0

I have a task where on a scheduled basis need to check number of files in a bucket (files are uploaded via a NAS) and then e-mail the total number using SES.

The e-mail part on its own is working fine. However, since I have over 40 000 files in the bucket it takes over 5 mins or more to return the count of total number of files.

From an design perspective, is it better to put this part of the logic in an EC2 machine and then schedule the action on the ec2? Or are there better ways to do this?
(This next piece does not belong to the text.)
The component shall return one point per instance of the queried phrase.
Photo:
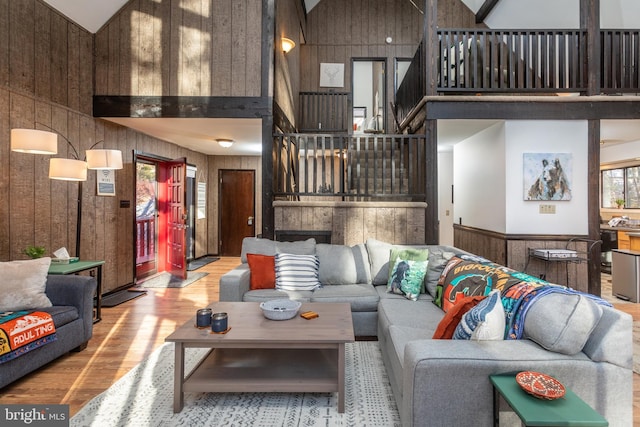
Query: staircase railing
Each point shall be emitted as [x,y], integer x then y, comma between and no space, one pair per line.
[350,167]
Note, I don't have to list all the files. I simply want to get a total count of all the files in the bucket.

Souciance Eqdam Rashti
  • 3,143
  • 3
  • 15
  • 31
  • Does [this answer](https://stackoverflow.com/a/32908591/1143724) help you at all? You didn't list what you've tried, so no way of knowing whether or not you've used this method. – MrDuk Mar 30 '18 at 18:52

2 Answers2

1

How about having a lambda triggered every time a file is put/delete/etc

and according to the event received, lambda updates one DynamoDb table which is storing the numbers.

e.g.
In case, file is added to S3, lambda will increase the count in DynamoDb table by 1
and in case of file delete lambda will decrease the count

So this way, I guess, you will always have the latest count without even counting the files.

raevilman
  • 3,169
  • 2
  • 17
  • 29
0

You did not mention how often you need to do this file count.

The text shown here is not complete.